DYSFUNCTIONAL UTERINE BLEEDING
Although dysfunctional uterine bleeding is usually regular the duration of the menstrual cycle may be increased, with the result that the menorrhagia occurs less frequently. In this group of cases, which are usually found at the extremes of the reproductive period, oestrogen secretion may be less than normal and is not opposed by progesterone. In other words, the bleeding is anovulatory. In other cases the unopposed oestrogen levels are high, resulting in an increased thickness of the endometrium and causing cystic hyperplasia (Fig. 28.6). The pathology of an endometrial sample may show simple (cystic) endometrial hyperplasia (Fig. 28.7); complex adenomatous hyperplasia (Fig. 28.8); simple hyperplasia with atypia or complex hyperplasia with atypia (Fig. 28.9). If the pathology shows atypical hyperplasia (the treatment is that described on p. 297) follow-up with further endometrial studies is mandatory (unless the woman chooses to have a hysterectomy), as between 10 and 25% of cases progress to endometrial carcinoma.

Fig. 28.6 Urinary oestrogen secretion in certain gynaecological conditions related to the menstrual cycle.
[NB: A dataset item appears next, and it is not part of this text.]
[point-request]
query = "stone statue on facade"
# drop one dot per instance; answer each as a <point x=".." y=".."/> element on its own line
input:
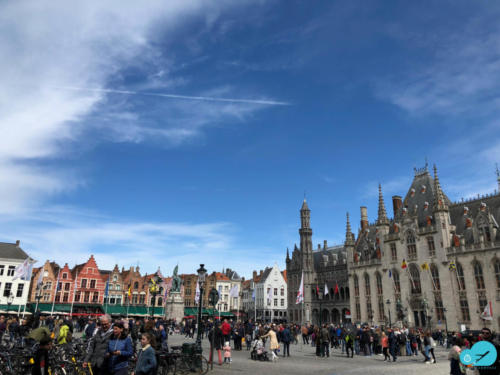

Treatment of dysfunctional uterine bleeding
Medical treatment
Surgical treatment
Hysterectomy
Although there is no argument that hysterectomy is an appropriate operation in many cases of uterine fibroids, adenomyosis, advanced endometriosis, uterine malignancy and in some cases of pelvic infection, its position in the treatment of dysfunctional uterine bleeding is not so clear. Many women welcome hysterectomy for the relief of a distressing symptom, whereas other prefer to keep organs related to reproduction (ovaries and uterus). A woman must have the opportunity to discuss the choices for the treatment of menorrhagia, and be given time to consider the pros and cons of the operation, if hysterectomy is recommended to her. There is rarely any need for an urgent hysterectomy and, once the operation has been recommended by a gynaecologist, it may be helpful for the woman to talk with her general practitioner about the benefits of and problems related to the operation. These matters are discussed further on page 233.